Pulusu Dosa is an authentic Vysya Cuisine. It is a very tasty dosa that needs no fermenting. You can make the dosas right away! Also, this needs no side dish and can be eaten with raw onions/powdered sugar/ghee/butter/curd/pickles. Now, to the recipe!
Raw Rice: 2 cups
Coconut: 1 cup
Jeera: 1.5 tsp
Hing: ¼ tsp
Red Chilli: 5
Curry Leaves: 2 spring
Jaggery: 1 tbsp
Tamarind: ½” piece (optional)
Salt: as required
Oil: for making dosa
Mustard: ½ tsp
Urad dal: 1 tsp
Oil: ½ tsp
Chenna dal: 1 tbsp
Coriander: ¼ cup chopped
Soak the chenna dal for at least 2 hours in a bowl and keep it ready.
Clean, wash and soak the rice for four hours. In a mixie grind the coconut,jeera,hing,red chilli,curry leaves,jaggery and tamarind to a fine paste and add the required salt.

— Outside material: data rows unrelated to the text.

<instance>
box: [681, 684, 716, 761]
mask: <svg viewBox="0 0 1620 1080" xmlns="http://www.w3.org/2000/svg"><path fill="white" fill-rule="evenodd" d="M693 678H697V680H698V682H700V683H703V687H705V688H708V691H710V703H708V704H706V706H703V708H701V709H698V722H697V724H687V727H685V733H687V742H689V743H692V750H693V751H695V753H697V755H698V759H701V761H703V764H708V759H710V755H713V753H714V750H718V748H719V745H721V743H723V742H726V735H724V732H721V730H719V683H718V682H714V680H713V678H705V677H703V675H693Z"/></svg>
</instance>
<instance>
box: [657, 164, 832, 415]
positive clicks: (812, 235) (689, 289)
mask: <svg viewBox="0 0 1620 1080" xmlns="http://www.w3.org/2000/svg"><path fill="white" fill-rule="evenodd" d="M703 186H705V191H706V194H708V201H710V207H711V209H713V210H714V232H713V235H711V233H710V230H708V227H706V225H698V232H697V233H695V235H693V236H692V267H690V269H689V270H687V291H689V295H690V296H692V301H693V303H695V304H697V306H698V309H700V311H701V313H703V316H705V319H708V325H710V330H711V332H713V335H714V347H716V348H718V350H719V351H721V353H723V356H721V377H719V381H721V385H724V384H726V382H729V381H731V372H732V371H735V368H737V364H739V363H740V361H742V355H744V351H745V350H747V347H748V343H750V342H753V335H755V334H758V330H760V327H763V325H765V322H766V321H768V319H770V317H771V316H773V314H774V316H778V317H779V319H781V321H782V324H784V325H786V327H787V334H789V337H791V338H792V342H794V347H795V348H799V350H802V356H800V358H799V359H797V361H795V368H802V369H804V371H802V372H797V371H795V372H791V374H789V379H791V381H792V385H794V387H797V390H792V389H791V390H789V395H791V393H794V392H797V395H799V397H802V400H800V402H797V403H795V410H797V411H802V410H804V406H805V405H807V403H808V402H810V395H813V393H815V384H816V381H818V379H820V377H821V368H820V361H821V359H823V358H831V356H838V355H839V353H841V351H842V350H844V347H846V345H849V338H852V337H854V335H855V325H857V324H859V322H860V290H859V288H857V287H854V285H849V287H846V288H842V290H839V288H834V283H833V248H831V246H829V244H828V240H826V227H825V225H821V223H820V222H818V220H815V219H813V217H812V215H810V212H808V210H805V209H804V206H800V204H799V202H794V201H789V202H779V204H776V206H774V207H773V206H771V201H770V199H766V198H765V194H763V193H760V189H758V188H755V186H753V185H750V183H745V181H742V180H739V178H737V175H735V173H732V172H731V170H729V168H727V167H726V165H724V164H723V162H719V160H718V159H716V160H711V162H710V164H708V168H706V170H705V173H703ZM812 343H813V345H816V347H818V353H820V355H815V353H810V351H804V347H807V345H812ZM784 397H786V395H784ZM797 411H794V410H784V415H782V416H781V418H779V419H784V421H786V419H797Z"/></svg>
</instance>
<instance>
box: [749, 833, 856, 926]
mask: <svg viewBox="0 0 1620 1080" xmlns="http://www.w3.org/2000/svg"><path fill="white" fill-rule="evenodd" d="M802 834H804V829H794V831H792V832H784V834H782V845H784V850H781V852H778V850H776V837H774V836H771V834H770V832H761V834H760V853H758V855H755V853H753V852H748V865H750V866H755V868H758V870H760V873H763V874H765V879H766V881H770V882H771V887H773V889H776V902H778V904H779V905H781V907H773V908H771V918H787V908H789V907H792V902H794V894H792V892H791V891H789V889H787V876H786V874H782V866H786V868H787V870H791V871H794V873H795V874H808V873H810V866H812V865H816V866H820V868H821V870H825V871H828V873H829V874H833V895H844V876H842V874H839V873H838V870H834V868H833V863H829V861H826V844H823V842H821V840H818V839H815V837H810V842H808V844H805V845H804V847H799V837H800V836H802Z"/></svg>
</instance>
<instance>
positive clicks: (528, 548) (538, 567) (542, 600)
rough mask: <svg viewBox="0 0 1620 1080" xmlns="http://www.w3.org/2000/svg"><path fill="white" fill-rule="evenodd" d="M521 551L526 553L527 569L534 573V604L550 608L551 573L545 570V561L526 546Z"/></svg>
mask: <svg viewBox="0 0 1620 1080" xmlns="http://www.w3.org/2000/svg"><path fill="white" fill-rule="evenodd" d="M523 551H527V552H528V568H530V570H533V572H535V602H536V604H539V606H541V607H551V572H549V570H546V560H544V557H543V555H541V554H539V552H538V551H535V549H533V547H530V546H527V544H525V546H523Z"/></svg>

You can grind the rice in a grinder/mixie. Mix both the ground paste. Add the water required to make the batter of pouring consistency (like rava dosa).
In a seasoning pan do the seasoning and mix with the batter. Then add the soaked chenna dal and chopped coriander leaves and mix to the batter.
In a tawa make dosas like you do for rava dosa. Close and cook and flip to the other side and cook until it is golden brown.
You can make soft or crispy dosa according to your preference. Enjoy!
- If the dosa is not soft add more coconut next time.
- Add spring onions for extra flavour and taste. Chop it finely and add to the batter.
- Adjust the sweetness according to your taste.